Je suivais une file d'attente interminable qui serpentait aux abords d'un magasin d'alimentation, puis, franchissant le seuil, s'enroulait à l'intérieur. Il s'agissait sans doute de quelque denrée rare pour l'hiver – des oranges ou tout simplement des pommes, je ne me souviens plus. J'avais déjà dépassé la limite psychologique la plus importante de cette attente – la porte du magasin devant laquelle des dizaines de gens pataugeaient encore dans une neige boueuse. C'est à ce moment-là que ma sœur vint me rejoindre: à deux nous avions droit à la double quantité de la marchandise rationnée.

Nous ne comprîmes pas ce qui provoqua soudain la colère de la foule. Les gens qui se tenaient derrière nous avaient dû croire que ma sœur voulait se faufiler sans faire la queue – un crime impardonnable! Des cris hargneux explosèrent, le long serpent se contracta, des visages menaçants nous entourèrent. Nous essayions tous les deux d'expliquer que nous étions frère et sœur. Mais la foule ne reconnaît jamais son erreur. Ceux qui n'avaient pas encore franchi le seuil, les plus aigris, poussèrent des hurlements indignés, sans trop savoir contre qui. Et comme tout mouvement de masse exagère absurdement la portée de son effort, c'est moi-même qu'ils expulsaient à présent. Le serpent tressaillit, les épaules se raidirent. Une secousse, et je me retrouvai hors de la file, à côté de ma sœur, face à la kyrielle serrée de ces visages haineux. Je tentai de récupérer ma place, mais leurs coudes formaient une rangée de boucliers. Hagard, les lèvres tremblantes, je rencontrai le regard de ma sœur. Inconsciemment, je devinai que nous étions particulièrement vulnérables, elle et moi. De deux ans plus âgée, elle allait avoir quinze ans et n'avait donc encore aucun atout de jeune femme, tout en ayant perdu les avantages de l'enfance qui auraient pu attendrir cette foule blindée. Il en était de même pour moi: avec mes douze ans et demi je ne pouvais pas m'imposer comme ces jeunes gars de quatorze ou quinze ans, forts de leur agressive irresponsabilité d'adolescents.
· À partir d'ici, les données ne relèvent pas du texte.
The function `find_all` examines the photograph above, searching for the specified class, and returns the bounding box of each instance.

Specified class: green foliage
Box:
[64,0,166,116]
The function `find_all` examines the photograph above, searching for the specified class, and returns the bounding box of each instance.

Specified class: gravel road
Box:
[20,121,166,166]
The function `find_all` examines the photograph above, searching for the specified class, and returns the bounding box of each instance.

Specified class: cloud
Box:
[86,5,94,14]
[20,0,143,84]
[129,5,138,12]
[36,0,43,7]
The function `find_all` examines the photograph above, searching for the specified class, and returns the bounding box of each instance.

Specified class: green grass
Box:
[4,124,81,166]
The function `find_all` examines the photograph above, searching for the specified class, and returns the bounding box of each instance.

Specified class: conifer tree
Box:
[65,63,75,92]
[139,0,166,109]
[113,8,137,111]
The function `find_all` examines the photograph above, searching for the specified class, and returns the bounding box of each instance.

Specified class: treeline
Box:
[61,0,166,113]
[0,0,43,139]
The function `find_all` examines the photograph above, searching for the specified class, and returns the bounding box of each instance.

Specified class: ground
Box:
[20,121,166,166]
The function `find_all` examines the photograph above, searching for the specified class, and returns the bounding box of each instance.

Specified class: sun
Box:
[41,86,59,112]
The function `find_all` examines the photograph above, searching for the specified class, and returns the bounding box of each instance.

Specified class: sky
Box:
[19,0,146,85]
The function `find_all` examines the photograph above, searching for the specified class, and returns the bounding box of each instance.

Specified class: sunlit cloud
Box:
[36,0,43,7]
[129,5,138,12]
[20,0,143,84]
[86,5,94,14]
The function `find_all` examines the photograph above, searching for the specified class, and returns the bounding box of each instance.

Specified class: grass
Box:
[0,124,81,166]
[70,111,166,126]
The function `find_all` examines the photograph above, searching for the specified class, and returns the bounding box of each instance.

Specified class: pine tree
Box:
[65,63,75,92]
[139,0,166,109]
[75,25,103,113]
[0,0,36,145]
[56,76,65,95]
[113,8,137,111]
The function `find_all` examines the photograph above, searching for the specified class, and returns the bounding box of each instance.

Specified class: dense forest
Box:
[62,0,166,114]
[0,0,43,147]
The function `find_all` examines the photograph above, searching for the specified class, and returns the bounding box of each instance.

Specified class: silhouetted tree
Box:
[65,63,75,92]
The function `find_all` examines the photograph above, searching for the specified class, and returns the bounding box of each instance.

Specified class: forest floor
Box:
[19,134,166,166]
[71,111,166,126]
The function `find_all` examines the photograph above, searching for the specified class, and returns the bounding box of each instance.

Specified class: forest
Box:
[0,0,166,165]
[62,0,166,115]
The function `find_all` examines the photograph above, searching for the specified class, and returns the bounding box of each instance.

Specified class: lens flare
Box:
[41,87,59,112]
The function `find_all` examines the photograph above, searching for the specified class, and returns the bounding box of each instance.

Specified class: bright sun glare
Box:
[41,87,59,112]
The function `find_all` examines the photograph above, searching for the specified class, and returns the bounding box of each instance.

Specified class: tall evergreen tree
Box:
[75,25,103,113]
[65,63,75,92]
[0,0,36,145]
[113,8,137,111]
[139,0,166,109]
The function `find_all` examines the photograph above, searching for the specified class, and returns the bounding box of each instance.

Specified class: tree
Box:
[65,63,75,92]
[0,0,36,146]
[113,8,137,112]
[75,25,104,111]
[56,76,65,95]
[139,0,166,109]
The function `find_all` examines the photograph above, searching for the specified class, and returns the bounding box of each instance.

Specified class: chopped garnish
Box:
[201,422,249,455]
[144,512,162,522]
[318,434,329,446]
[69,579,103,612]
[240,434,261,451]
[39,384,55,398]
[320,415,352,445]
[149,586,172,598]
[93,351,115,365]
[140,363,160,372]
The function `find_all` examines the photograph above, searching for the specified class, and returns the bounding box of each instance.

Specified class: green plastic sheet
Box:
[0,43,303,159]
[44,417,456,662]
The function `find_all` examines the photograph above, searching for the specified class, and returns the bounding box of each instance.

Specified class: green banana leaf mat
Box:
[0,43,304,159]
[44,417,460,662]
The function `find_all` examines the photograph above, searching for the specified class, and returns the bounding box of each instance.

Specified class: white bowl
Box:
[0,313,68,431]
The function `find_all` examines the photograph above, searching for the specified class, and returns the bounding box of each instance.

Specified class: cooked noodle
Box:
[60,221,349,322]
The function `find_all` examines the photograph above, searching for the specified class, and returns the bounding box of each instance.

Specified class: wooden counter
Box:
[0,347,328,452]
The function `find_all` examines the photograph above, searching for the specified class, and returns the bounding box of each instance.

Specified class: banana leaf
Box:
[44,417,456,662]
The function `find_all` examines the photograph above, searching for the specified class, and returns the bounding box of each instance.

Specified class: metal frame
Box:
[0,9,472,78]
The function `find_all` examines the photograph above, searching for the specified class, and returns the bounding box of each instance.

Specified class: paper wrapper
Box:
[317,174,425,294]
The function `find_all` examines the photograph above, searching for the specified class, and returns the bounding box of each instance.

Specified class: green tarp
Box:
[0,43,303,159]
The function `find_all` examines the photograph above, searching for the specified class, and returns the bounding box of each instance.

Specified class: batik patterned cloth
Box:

Nous glissâmes le long de la file d'attente en espérant être admis au moins quelques mètres plus loin de la place perdue. Mais les corps se serraient à notre passage et bientôt nous nous retrouvâmes dehors, dans la neige fondue. Malgré le cri d'une vendeuse: «Eh, derrière la porte, n'attendez plus, il n'y en aura pas pour tout le monde!», les gens continuaient à affluer.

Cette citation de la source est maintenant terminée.